The Beginning of the End: My New InfoSec Blog

Today I start what is likely to be the beginning of the end for me.

My knowledge of Information Security, in its basic form, goes back to 2009. That’s when, as a Defense Contractor, I found myself staring at the  Security Technical Implementation Guide (STIG) set forth by the Defense Information Systems Agency (DISA). The objective was to review the guidelines and ensure the products I was responsible for architecting and managing were following the strictest of rules set forth by government. As you might imagine, deer in a heads light look does not adequately explain what was going through my mind. The learning curve was steep and until 2011, I would argue that my understanding was still negligible.

Fast forward to 2011 and today I find myself an Executive at a tech-startup specializing in one very small, but growing, InfoSec domain — web-based malware. It is easily argued that my understanding of InfoSec was marginal at best until some time towards the end of 2011. That’s where and when things began to click for me.

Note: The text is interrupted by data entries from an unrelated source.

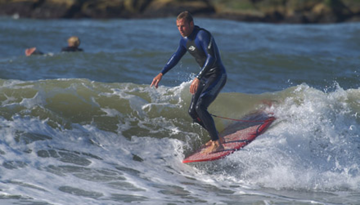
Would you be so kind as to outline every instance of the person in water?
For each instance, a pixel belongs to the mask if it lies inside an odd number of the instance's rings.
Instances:
[[[31,55],[42,55],[44,53],[37,50],[36,47],[27,48],[25,50],[25,55],[27,56]]]
[[[227,76],[219,49],[211,33],[194,25],[188,11],[180,13],[176,25],[182,37],[176,51],[150,85],[157,88],[163,76],[174,67],[188,52],[195,59],[201,70],[190,85],[193,95],[189,113],[196,122],[209,133],[211,141],[206,144],[204,152],[210,153],[224,150],[223,139],[219,138],[215,123],[207,108],[217,96],[226,82]]]
[[[82,51],[82,48],[79,48],[80,39],[77,36],[72,36],[68,39],[68,46],[63,48],[61,51],[63,52]]]
[[[80,39],[77,36],[72,36],[67,40],[68,46],[61,49],[63,52],[83,51],[82,48],[78,47],[80,45]],[[32,55],[43,55],[45,53],[39,51],[36,47],[27,48],[25,50],[25,55],[27,56]]]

I’m not quite sure when, but all of a sudden I found myself with a lot to say and share on the subject. That’s where this blog comes into play.

In an effort to segment where and what I post and on what mediums, I have put together this blog to share those things that I learn as I continue my journey into the InfoSec domain.

As always, I welcome the opportunity to share my thoughts and thank those that decide to stop by. Big thanks to Daniel Cid, Founder of OSSEC and CTO at Sucuri Security for encouraging me to do this and helping me get it set up.